Getting older can mean difficulty adapting to change.
So, what happens to seniors when they undergo a dramatic life change such as a hurricane that destroys their homes? That’s what one researcher at Rowan University intends to find out.
Professor Rachel Pruchno and her team have been awarded more than $3 million in grants to study the effects of Superstorm Sandy on seniors. She joined Shai Ben-Yaacov on NewsWorks Tonight to discuss the future study.
The study’s singularity revolves around one resource: ORANJ BOWL (Ongoing Research on Aging in New Jersey: Bettering Opportunities for Wellness in Life). It’s a database of almost 6,000 New Jerseyans, giving researchers information on subjects before Sandy hit.
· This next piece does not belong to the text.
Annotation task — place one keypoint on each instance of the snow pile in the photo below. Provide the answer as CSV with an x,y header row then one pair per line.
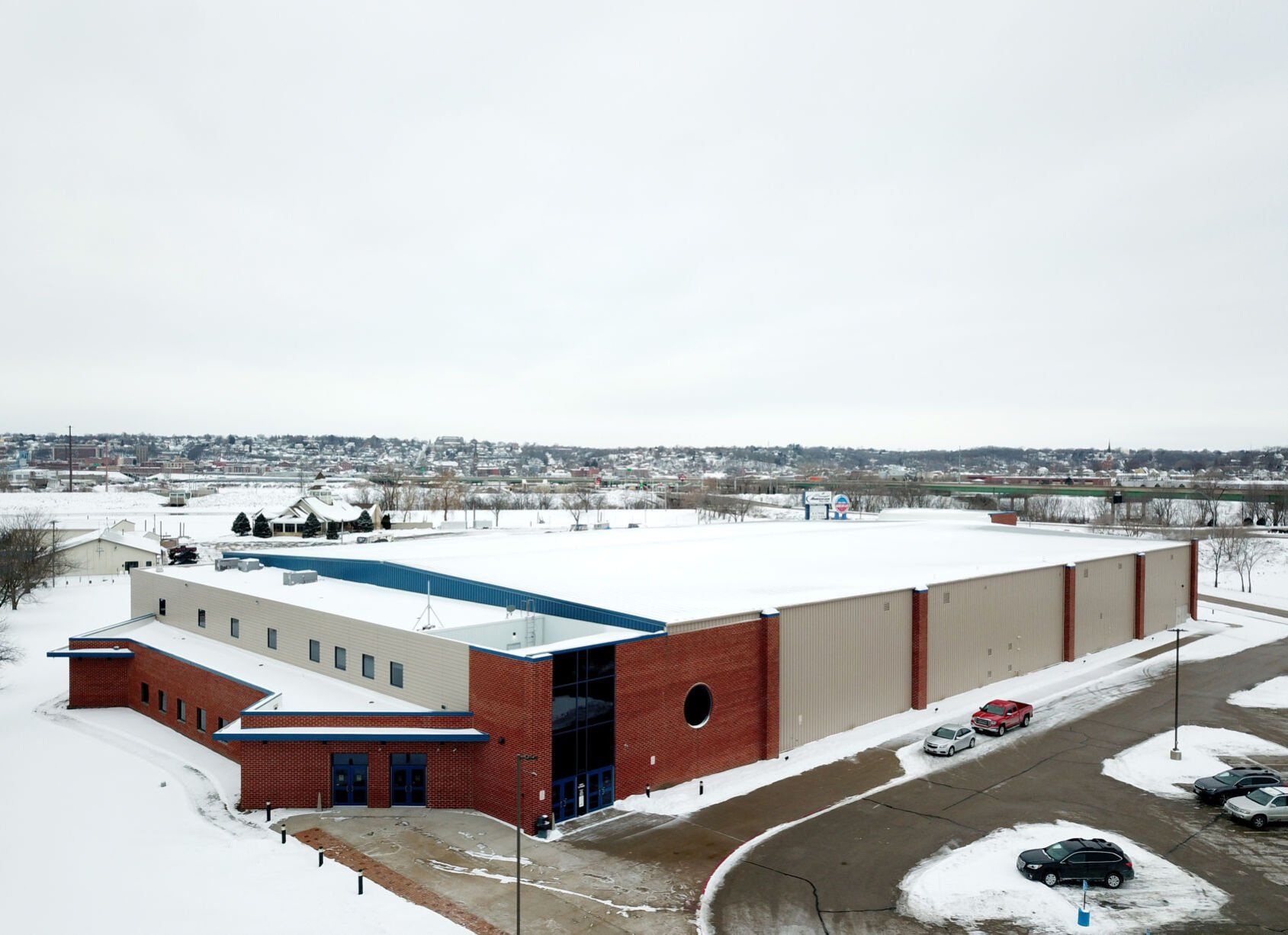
x,y
1149,766
1267,695
979,882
“When people do disaster research, and I’m talking about research done after 9/11 and Hurricane Katrina, rarely does a researcher have information about the people before the disaster struck,” Pruchno said. “So, because of that, we don’t really know whether the disaster made people more depressed or made people more anxious.”
Pruchno’s team also is studying the effect of a community on an individual’s adaptation to a disaster. This one delves into the “social connectedness of people,” she said. The hypothesis follows the logic that a community with neighbors who help each other out before and after a storm will fare better.
Once research is completed, the team hopes to compare findings with similar studies, but another aspect of making the information visible is informing elected officials. While getting published and planning social media blitzes gains attention, getting studies into the hands of officials isn’t always easy.
“Sometimes we’re more successful than other times,” Pruchno admitted.